Machi Korro is a city building card game for 2-4 players published by Pandasaurus Games. Originally hailing from Japan, this charming little card game sees players taking turns to roll a die (or dice, later on) and then purchase cards to add to their own little small town. Each card is a new feature to your town, whether it be in the form of a wheat field, forest, café, or stadium (there are fifteen different cards in all). Each card has a number at the top (one through twelve) and when that number is rolled, the text at the bottom of the card takes effect, usually in the form of the card’s owner receiving money. Blue cards take effect no matter who rolls the number, green cards only take effect when you roll that number, red cards only take effect when other people roll that number (but the effect of red cards is that you get to steal some money from the player that just rolled that number) and purple cards take effect when you roll that number (but their effects are rather powerful, so you can only have one copy of each purple card). With the exception of these purple cards, you can have as many copies of a card as you want, multiplying the payout when that number is rolled.
What ensues is a lovely little engine for making money. You roll, collect some money, buy a card that will hopefully allow you to collect even more money, which will allow you to buy more cards, which will help you to collect even more money, etc., etc.. But how does this all end, you ask? At the beginning of the game, each player has the same four, unbuilt landmarks. Pay the cost of a landmark and you get to flip it over, activating its special ability for your use throughout the rest of the game. Manage to build all four landmarks and you win the game. A clear goal with a pretty straightforward way of getting to it.

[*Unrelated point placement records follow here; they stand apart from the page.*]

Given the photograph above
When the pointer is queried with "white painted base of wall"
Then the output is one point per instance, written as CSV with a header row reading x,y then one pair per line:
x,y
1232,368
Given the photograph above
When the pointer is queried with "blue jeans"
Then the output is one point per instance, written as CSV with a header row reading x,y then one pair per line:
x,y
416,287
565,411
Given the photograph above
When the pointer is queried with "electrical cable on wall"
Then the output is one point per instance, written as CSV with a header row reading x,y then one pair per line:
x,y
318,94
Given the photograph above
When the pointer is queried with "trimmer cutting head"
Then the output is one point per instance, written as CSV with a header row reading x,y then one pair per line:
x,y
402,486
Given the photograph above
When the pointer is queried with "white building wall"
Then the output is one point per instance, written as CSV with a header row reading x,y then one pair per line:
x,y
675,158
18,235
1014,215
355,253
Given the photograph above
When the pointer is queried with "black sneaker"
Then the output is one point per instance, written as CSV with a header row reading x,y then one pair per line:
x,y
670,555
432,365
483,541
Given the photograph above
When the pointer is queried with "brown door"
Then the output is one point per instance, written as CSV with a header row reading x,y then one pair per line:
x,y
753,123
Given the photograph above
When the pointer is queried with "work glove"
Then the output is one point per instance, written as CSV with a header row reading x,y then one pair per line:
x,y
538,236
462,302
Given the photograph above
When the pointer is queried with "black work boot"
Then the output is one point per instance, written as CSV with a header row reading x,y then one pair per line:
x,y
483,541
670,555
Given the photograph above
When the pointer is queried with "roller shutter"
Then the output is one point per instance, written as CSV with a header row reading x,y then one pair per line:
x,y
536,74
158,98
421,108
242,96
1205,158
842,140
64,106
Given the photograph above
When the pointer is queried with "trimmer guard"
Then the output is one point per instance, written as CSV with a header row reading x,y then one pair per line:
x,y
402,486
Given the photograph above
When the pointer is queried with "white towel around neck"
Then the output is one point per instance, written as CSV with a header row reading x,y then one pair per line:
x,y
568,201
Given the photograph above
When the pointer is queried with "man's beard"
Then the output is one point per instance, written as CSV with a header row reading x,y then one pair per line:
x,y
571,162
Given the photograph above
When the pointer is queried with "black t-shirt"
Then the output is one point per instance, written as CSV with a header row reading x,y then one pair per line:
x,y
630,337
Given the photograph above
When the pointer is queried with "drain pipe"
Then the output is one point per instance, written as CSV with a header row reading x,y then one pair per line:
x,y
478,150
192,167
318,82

What’s that? You say that all this is a little too straightforward? Well, in that case, let’s take a look at the first expansion for Machi Koro, Harbor Expansion. This game adds a fifth player, more money, three new landmarks for each player, and a plethora of new cards. What’s more, this expansion not only plays the way the game unfolds, but it will seriously alter your strategy for winning. You see, in the base game of Machi Korro, all the cards available for purchase are laid out in the middle of the table at the beginning of the game. All of these cards are separated into neat little piles and all are available for purchase at any time (so long as you can afford them and the stock of that type of card hasn’t completely run out.) Well, Harbor Expansion takes that system and completely throws it out the window. Instead, at the start of the game, all these cards are shuffled together and cards are dealt out until there are ten different cards laid out (with duplicates stacking on top of each other). When one of these piles is exhausted, a new card is drawn- if that card is already on the table, they are stacked together and another card is drawn. In this way, there are always ten different cards available for purchase, but there’s no way of knowing exactly what will be available for purchase at any given time throughout the game.
So whereas in the base game, you can figure out a strategy and use that same strategy from one game to the next, by changing the basic mechanics of the marketplace, Harbor Expansion fundamentally changes how the game works and your perfectly thought out plans are scattered to the winds. What’s more, by changing the marketplace in this way, it greatly increases the replay value. Play the base game a few times and you’ll easily grow bored- the solution to this game’s puzzle laid bare for you to take the same steps again and again, game after game. But play this game with its expansion and every play-through will be a different experience, forcing you to alter your strategy accordingly.
Machi Koro is a fun little game that can give a certain amount of enjoyment, however, Harbor Expansion adds so much more to the experience , it completely changes the game- and for the better. The art on the cards have a charming simplicity to them without seeming bland or underdone. The rules and general concept of the game is simple enough that it is easy to both teach and learn, even when it comes to younger players (suffice it to say, this game is definitely family-friendly). Plus, with the employment of Harbor Expansion, there is a significant amount of replay value- something that one should always consider when investing in a game. We here at A Space Ahead heartily recommend Machi Koro along with Harbor Expansion. Go out and pick up both of these items and enjoy them- or if you’ve tried the base game in the past and found it lacking, try out this expansion and see if you appreciate the changes it implements to the base game. After all, life can be pretty hectic- why not take a trip to your own little small town?